During the shooting of La sirène des tropiques/Siren of the Tropics (Mario Nalpas, Henri Etievant, 1927) with Josephine Baker, Pierre Batcheff met the young assistant director Luis Buñuel. Buñuel offered him the leading role in his short experimental film Un chien andalou (Luis Bunuel, Salvador Dali, 1929).

His remarkable part in this absurdist classic became Batcheff’s claim of fame, although the film was never a commercial success. It was even often forbidden or censored.

Batcheff made some 25 films in 8 years, including both avant-garde films like En rade/Sea Fever (Alberto Cavalcanti, 1928) and mainstream films like Monte Cristo/Monte Christo (Henri Fescourt, 1929) starring Jean Angelo.

Despite this impressive filmography, posterity linked Batcheff exclusively to Bunuel’s film.
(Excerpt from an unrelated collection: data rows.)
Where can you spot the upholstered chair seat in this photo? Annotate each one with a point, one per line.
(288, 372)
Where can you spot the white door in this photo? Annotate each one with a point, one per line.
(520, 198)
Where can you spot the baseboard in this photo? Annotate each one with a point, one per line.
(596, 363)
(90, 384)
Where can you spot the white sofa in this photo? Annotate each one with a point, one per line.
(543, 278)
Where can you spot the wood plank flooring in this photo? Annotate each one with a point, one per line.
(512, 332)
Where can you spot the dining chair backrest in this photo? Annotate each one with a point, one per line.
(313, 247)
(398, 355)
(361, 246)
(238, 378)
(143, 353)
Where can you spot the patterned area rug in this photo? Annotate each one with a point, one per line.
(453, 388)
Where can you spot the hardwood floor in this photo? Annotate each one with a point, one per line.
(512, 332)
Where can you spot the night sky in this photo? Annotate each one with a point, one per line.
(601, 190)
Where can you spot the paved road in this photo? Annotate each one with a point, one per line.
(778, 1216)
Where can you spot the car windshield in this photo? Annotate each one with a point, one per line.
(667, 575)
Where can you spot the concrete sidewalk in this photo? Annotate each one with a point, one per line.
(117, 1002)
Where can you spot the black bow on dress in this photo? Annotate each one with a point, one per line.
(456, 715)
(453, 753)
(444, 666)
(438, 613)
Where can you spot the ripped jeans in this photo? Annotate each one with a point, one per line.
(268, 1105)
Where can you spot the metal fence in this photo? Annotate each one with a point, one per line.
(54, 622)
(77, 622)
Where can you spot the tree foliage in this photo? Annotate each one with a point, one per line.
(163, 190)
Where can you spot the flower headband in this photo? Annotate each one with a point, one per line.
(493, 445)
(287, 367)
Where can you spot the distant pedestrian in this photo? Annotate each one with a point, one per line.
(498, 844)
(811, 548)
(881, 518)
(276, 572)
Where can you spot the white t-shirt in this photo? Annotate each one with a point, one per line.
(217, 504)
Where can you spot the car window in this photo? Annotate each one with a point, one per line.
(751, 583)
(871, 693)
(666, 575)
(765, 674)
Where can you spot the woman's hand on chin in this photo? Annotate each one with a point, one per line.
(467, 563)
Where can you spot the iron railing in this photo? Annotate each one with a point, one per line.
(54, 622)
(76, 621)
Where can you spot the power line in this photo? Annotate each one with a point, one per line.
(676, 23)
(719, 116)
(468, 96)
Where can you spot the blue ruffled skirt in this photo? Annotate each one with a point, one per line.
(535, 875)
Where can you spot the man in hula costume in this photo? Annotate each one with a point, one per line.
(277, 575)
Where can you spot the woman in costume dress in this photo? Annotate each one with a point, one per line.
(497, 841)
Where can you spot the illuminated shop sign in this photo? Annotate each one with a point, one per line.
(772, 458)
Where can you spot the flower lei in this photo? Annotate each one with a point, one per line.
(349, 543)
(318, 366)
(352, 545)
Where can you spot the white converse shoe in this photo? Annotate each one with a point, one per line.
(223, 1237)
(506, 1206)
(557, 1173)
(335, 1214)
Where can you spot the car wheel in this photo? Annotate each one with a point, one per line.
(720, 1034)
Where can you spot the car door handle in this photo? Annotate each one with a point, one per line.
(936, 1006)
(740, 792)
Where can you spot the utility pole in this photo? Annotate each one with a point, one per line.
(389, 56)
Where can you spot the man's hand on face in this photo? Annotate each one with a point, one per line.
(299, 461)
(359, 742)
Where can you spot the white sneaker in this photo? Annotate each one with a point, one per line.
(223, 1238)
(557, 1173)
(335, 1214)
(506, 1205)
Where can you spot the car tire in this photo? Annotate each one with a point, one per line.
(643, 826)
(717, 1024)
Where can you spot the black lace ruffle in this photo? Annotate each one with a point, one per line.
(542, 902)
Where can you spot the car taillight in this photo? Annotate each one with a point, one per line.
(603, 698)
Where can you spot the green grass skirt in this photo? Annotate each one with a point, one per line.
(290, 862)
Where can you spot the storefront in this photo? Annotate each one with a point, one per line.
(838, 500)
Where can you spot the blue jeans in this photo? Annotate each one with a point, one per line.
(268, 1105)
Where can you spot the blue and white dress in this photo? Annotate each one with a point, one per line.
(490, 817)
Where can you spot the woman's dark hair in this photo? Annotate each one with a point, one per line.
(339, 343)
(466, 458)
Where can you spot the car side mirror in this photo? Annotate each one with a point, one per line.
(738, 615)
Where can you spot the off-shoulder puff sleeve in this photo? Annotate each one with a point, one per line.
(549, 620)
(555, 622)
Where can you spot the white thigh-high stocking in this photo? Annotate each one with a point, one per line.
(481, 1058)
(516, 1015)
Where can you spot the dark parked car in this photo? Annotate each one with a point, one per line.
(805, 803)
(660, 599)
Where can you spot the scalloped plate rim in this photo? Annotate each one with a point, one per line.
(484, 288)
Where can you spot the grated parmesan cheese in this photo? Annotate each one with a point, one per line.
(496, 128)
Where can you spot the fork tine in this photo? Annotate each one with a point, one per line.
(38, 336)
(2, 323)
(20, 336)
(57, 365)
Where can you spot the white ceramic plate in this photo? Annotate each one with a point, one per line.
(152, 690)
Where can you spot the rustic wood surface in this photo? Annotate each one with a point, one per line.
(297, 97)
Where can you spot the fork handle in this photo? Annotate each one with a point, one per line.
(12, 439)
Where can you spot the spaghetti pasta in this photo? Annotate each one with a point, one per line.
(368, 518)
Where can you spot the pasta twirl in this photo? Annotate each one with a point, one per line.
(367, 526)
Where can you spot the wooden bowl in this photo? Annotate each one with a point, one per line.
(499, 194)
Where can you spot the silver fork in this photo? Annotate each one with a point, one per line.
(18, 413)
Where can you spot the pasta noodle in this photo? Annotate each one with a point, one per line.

Nobody now remembers his part in Napoléon or that in the charming, clever comedy Les deux timides/Two Timid Souls (René Clair, 1928). In the latter, Batcheff played the shy Frémissin, who is hopelessly in love with the beautiful Cécile (Véra Flory). In spite of the critic's praise for its beauty, this late silent film was a failure.

The competition of the new sound cinema was too fierce. Batcheff did some early French sound films, like Les amours de minuit/The Lovers of Midnight (Augusto Genina, Marc Allégret, 1931).

Probably his last part, he played in both the French and the English version of the adventure drama Baroud/Love in Morocco (1932-1933), director Rex Ingram’s final film.

Only 30, Pierre Batcheff died in Paris, on 13 April 1932, because of an overdose of Veronal. Though he didn’t leave a motif for his act, suspicions are that the arrival of sound cinema contributed to it. Caroline Hanotte at CinéArtistes gives another explanation: a few days earlier the Japanese army had invaded his birthtown in Russia.

Pierre Batcheff lies buried at the cemetery of Montparnasse. He was married to film editor Danièle Piazza, who later became a director and producer. Batcheff’s co-actress in Un chien andalou, Simone Mareuil, killed herself too. In 1954 she was so depressed, that she set fire to herself in a public square.

Pierre Batcheff
French postcard by Editions Cinémagazine, no. 902. Photo: Paramount.

Pierre Batcheff
French postcard by Europe, no. 50. Photo: Paramount.